Words by Hannah Cole

Illustration by Twylamae

For years I thought I could do it all.

For years I bought into one of the biggest lies of them all: that I can do it all. Even more, that I can do it all, at the same time.

A recent bout of high anxiety made me question this belief though. The more tabs I had open and the more I switched between them, the higher my anxiety would be. My brain was having trouble registering each task; I couldn’t remember what article I’d just read. So, is multitasking making my anxiety worse? Or is my anxiety partly due to all this multitasking? More importantly, have I fried my brain for life?

With so many options and so much content to consume, it’s difficult not to multitask. So, we catch up on Queer Eye as we cook dinner. We listen to The High Low as we commute to work. Even baths are no longer safe spaces (we can do *anything* in the tub). As I write this, I’m fiddling with my hair, gulping wine and making dinner plans over text. My brain is never switched off.

Through the lies I was fed, I convinced myself I was a really, really, fucking good multitasker. The best, even – putting out fires left, right and centre was my main game. I even convinced myself that I liked multitasking; that I thrived off it.

Oh, but how misled the lost are.

The late Stanford University professor, Clifford Nass, argued that those who believe they are the best at multitasking are, in fact, the worst. “Suckers for distraction and suckers for the irrelevant,” he was quoted saying, stabbing at my pride. All these distractions and task-switching antics are diminishing our ability to concentrate and destroying our productivity. We waste time as the brain attempts to re-enter “project mode” or “writing mode” after a quick scan of the old Instagram.

This brain fog and fugue state I’m experiencing is no unusual sensation. Dr David Strayer, professor of Psychology at the University of Utah, says that “our brain can’t handle the overload.” Our individual power machines are super-wired and super-tired. My brain is functioning like my laptop: overused and overrun with endless tabs. The only solution is to conk out and shut down.

Whether multitasking is used as a distraction from anxious or depressed feelings or is the root cause, is still left unknown. Whichever it is, I can evidently see the impacts of my *switched on* state – more forehead wrinkles, less brain power, and lower sleep quality.
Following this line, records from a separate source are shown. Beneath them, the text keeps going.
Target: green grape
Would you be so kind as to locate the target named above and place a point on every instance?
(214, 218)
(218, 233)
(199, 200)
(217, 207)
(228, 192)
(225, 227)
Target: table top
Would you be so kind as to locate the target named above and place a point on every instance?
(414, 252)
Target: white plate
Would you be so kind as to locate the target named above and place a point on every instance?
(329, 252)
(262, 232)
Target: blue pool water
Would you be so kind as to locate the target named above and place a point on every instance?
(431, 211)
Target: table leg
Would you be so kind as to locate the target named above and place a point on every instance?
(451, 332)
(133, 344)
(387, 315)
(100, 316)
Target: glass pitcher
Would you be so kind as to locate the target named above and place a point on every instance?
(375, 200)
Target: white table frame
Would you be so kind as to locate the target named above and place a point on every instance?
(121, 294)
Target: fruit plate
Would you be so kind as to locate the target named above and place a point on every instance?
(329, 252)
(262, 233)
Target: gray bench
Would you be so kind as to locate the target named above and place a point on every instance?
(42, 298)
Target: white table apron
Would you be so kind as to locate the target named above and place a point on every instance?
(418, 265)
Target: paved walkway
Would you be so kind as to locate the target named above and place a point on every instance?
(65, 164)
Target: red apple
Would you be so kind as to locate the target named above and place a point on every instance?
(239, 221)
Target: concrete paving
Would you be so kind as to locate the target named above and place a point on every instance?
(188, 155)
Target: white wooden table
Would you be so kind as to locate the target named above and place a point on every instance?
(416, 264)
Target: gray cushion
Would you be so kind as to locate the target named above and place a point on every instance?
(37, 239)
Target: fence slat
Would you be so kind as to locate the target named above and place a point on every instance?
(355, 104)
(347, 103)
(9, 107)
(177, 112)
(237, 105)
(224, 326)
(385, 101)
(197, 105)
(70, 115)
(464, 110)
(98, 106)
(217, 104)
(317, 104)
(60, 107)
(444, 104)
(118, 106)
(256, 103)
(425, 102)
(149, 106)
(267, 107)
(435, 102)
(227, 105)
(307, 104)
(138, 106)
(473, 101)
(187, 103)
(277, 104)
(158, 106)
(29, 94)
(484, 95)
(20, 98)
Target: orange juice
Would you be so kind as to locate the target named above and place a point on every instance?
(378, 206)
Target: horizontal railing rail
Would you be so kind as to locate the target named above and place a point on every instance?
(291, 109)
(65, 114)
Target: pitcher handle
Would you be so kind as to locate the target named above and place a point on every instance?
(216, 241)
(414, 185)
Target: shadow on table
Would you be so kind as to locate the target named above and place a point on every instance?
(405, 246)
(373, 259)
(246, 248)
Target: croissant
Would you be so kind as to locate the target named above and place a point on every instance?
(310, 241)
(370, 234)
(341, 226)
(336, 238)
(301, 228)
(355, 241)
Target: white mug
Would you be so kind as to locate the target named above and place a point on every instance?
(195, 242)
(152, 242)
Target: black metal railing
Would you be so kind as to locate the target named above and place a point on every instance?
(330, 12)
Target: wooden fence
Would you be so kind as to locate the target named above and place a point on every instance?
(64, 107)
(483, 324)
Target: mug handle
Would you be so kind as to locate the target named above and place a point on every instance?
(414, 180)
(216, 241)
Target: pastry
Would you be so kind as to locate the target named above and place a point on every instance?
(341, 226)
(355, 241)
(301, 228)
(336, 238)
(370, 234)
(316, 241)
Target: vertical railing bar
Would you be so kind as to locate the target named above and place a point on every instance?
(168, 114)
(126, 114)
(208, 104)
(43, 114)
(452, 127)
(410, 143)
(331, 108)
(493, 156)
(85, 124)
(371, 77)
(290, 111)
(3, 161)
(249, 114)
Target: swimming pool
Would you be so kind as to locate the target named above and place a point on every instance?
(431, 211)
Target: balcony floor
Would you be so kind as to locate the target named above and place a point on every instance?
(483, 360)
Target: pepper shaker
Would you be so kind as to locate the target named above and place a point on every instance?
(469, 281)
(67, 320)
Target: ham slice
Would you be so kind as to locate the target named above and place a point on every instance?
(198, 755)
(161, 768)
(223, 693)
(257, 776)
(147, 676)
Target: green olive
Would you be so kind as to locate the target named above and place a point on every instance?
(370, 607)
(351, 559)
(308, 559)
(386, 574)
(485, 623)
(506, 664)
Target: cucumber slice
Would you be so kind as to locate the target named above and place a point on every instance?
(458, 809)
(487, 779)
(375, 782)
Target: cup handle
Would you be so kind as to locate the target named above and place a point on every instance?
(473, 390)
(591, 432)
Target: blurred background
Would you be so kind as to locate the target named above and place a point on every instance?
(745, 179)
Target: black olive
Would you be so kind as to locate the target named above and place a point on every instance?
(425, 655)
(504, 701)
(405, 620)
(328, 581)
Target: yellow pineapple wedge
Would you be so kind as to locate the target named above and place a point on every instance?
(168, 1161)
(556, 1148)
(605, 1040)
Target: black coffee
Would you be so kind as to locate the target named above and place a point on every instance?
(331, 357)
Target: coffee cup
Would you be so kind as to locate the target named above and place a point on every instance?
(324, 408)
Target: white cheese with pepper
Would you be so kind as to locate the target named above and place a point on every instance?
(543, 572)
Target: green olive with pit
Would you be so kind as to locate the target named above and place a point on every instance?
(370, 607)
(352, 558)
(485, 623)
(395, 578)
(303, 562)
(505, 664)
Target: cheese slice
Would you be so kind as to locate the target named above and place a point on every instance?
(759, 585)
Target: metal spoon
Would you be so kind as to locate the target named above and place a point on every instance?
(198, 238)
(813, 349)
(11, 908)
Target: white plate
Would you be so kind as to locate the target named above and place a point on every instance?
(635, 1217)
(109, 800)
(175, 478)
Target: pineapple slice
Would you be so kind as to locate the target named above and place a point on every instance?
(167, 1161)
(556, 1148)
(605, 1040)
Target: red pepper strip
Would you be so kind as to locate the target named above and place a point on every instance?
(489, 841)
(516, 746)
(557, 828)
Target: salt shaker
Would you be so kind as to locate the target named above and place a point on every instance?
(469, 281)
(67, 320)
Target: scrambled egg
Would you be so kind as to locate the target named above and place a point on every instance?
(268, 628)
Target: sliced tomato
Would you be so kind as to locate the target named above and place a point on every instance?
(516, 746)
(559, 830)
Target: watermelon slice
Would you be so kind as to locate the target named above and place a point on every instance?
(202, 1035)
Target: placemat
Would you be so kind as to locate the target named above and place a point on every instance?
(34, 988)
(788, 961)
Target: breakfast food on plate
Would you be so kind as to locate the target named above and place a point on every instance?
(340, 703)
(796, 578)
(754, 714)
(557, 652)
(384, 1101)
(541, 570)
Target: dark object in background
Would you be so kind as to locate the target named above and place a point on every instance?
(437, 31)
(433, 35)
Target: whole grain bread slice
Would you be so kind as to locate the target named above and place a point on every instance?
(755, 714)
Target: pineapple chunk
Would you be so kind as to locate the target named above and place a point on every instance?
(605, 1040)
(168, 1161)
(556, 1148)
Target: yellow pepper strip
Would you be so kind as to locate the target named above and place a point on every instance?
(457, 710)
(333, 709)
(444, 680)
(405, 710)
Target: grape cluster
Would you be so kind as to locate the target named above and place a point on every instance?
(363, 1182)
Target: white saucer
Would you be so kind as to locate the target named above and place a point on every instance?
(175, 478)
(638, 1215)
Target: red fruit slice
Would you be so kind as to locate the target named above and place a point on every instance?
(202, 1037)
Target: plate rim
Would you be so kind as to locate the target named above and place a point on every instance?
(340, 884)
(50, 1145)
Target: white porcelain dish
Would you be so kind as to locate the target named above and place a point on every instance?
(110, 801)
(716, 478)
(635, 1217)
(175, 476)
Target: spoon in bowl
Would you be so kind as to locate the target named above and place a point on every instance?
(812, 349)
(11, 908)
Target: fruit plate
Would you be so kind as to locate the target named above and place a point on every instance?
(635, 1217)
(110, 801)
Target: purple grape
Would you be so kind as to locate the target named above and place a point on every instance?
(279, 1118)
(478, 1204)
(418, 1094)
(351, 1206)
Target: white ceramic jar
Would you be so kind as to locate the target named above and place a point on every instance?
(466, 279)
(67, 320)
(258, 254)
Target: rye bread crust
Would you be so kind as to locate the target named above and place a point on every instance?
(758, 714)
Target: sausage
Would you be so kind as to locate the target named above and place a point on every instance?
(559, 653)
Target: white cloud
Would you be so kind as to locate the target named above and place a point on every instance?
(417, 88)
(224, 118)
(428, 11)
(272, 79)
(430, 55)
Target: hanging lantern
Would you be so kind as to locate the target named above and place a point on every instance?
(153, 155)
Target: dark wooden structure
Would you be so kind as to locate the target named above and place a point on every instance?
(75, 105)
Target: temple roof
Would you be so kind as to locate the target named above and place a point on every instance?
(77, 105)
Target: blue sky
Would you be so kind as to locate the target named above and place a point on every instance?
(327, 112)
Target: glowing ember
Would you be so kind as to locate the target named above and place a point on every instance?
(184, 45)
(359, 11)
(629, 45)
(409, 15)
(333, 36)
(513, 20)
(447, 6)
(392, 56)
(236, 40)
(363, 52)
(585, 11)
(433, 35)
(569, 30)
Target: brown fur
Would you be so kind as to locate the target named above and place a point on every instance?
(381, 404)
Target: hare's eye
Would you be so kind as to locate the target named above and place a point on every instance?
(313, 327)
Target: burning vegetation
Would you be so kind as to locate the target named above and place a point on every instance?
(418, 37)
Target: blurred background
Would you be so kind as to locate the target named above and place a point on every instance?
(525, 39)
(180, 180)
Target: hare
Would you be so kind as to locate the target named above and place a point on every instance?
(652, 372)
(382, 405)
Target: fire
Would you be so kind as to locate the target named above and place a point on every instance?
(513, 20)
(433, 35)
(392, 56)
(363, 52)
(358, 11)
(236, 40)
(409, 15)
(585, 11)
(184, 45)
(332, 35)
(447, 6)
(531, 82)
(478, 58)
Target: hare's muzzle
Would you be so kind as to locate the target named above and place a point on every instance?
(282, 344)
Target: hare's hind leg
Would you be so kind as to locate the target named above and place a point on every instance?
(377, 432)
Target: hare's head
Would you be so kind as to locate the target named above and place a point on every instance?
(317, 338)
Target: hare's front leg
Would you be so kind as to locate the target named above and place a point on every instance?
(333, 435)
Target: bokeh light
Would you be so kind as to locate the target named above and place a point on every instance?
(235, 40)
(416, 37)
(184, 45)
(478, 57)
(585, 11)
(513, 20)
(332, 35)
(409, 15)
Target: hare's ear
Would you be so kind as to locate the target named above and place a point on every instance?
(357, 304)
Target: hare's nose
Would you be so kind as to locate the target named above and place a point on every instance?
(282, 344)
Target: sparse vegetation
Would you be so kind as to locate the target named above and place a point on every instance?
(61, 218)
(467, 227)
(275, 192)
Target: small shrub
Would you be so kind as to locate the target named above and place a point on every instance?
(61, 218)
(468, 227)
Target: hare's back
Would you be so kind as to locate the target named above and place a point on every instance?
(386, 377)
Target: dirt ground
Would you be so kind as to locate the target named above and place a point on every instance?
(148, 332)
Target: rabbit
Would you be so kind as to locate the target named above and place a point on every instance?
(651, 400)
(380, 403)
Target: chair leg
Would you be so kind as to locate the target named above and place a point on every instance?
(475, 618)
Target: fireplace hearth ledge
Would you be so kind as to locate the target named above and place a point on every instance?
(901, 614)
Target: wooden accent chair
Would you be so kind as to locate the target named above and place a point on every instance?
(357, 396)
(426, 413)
But don’t let the overload get you down. In understanding these impacts, we also uncover the power to change them. We can become less wired and scatter-brained. Just follow any or all of these highly recommended steps:

  • Schedule email time. (Rarely is an email life or death, so it will be ok).
  • Choose the critical tasks for each day and schedule them in. Then actually stick to the schedule.
  • Turn off unnecessary phone notifications. (Co-Star is excluded for the genius and uplifting horoscope bursts).
  • If your concentration is lacking, use the 20-minute rule. Break tasks down into 20-minute blocks, go hard for that time, then switch. Finally, get shit done. 

I’ll never be a perfect mono-tasker (the sick side of me still loves the adrenaline rush of pumping through emails and switching to my hearts’ content.) But I’m making an effort to apply these tips in a way that works for me.

I’m checking emails less frequently and only heeding immediately to those screaming urgency. I’m *attempting* to complete a full task before making weekend plans. And I’m also trying to unplug a little more – ditching podcasts so I can pay attention to my surrounds as I commute home. It’s refreshing, and I can feel the air cleansing my mind. I might not ever be up-to-date with the latest Netflix Originals again, but it’s the price I’m willing to pay. I need my brain to live and work with me forever, and I’m pretty sure it can survive without another season of Stranger Things.